I am aware that, under Prime Minister Howard, instead of introducing an increase in the pension he gave a cheque for a utilities allowance, which worked out to about $8 per pensioner per week. So it was nothing like the $30 that we are talking about now. But, if on top of a rise in the pension we went out and put solar hot water systems on the nation’s houses and started to put them out on the houses of the most vulnerable first, we would make a permanent saving. One-third of people’s power bills is hot water. So to actually take away that cost for people would be a tremendous contribution to them. But if we put in full insulation, then it would also take the edge off what they are going to have to try to do to keep themselves warm or keep themselves cool. Who are the most vulnerable when Australia experiences extreme heat waves? It is the young and the old. We have already seen an increase in the number of deaths due to heat exhaustion as a result of climbing temperatures, and that is going to continue.

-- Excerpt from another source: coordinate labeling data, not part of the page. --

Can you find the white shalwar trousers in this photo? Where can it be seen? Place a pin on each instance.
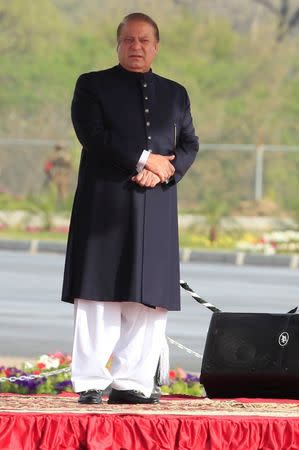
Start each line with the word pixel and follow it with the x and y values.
pixel 131 332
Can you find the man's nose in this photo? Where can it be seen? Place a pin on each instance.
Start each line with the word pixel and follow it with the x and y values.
pixel 136 44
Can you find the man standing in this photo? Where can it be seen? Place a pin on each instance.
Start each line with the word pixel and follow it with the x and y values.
pixel 122 262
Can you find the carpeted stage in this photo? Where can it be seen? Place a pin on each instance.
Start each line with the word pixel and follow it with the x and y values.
pixel 177 423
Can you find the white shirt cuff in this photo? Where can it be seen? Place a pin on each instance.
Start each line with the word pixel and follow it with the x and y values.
pixel 142 160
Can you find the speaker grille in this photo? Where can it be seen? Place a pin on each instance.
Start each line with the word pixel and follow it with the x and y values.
pixel 252 355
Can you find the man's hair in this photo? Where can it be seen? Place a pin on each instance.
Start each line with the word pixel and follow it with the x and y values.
pixel 141 17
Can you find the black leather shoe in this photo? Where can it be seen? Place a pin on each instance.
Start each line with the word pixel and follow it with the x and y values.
pixel 92 396
pixel 130 398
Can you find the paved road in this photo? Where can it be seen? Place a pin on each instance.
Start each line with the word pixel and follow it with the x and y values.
pixel 33 320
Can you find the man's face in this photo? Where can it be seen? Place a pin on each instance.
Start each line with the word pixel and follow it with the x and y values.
pixel 137 46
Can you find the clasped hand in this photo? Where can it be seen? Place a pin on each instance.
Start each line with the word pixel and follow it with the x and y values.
pixel 157 169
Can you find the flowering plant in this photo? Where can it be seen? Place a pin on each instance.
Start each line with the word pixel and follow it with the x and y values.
pixel 180 381
pixel 43 385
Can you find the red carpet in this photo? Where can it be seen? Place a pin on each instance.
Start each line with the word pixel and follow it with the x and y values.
pixel 178 423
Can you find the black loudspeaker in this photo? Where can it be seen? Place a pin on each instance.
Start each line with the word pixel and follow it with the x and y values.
pixel 252 355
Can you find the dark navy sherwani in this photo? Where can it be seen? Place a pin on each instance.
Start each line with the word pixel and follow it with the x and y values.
pixel 123 239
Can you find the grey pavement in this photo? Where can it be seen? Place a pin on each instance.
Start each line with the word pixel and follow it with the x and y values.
pixel 187 255
pixel 34 321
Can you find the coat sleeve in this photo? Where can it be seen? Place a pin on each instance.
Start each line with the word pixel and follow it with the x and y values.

We have a situation where we do not have adequate public transport so that people who can no longer drive can move around in Australia’s cities. So we need to do a whole package of things. This should not just be seen as, ‘Oh well, we’ll try and give them $30 and then forget about it.’ We need to actually think about this constructively, because if we retrofitted the nation’s houses with solar hot water and full insulation, we would be creating a huge number of jobs. We would be rebuilding the manufacturing sector in Australia, because you would need to build plants to roll out the solar hot water technology on a scale unprecedented in Australia. I note today with great pleasure that we have the ACTU coming out with several of the NGOs and agreeing that what Australia should do to embrace the green revolution in technology and to deal with climate change is to retrofit the nation’s 7.4 million homes, as the Greens have been suggesting.

So this can be a win-win situation all round. We can actually do something to make life more comfortable and cheaper, and start with the most vulnerable first, and at the same time create job opportunities and boost our manufacturing sector. So I think this debate is important. It is something that the Greens brought on here in the Senate last year. I note that when we put this motion last year it was not supported by the coalition. I heard earlier Senator Barnett from Tasmania talking about how worried he is about pensioners in Launceston. Well, he was not worried about pensioners in Launceston last year when he voted down the motion to increase the pension nor apparently when he was supporting the tax cuts for the rich but no increase of the pension for the poor. However, I am glad that that has changed and I am glad that this parliament seems to have had an insight into just how difficult it is and that the opposition will be supporting an increase in the pension to Australia’s most vulnerable, particularly those single age pensioners and our disability pensioners.

We should also be increasing what carers get paid around this country. There are so many vulnerable people, and it is hard to believe, in a country with the wealth that we have, that we cannot be more generous. I find that a matter of justice, as I said. It defies the Australian tradition of the fair go. It is almost, in my view, a lack of respect and appreciation for what this generation of Australians have done for this country so that we can be the free country that we are. Because a number of these pensioners, having also given war service, have suffered physical ailments and mental problems as a result of that war service—and their families have suffered in the course of trying to cope with that as well. So I would like this parliament to reflect on the idea that the people who have been most generous to us through the sacrifices they have made are the people to whom we as a parliament have been the meanest. Let us hope that this changes as a result of this move initiated by the Greens, campaigned for by the Greens, now supported by the coalition—and hopefully supported by the government. At last we might see this beginning. It should only be a beginning because an increase of $30 a week is a long way behind where it needs to go.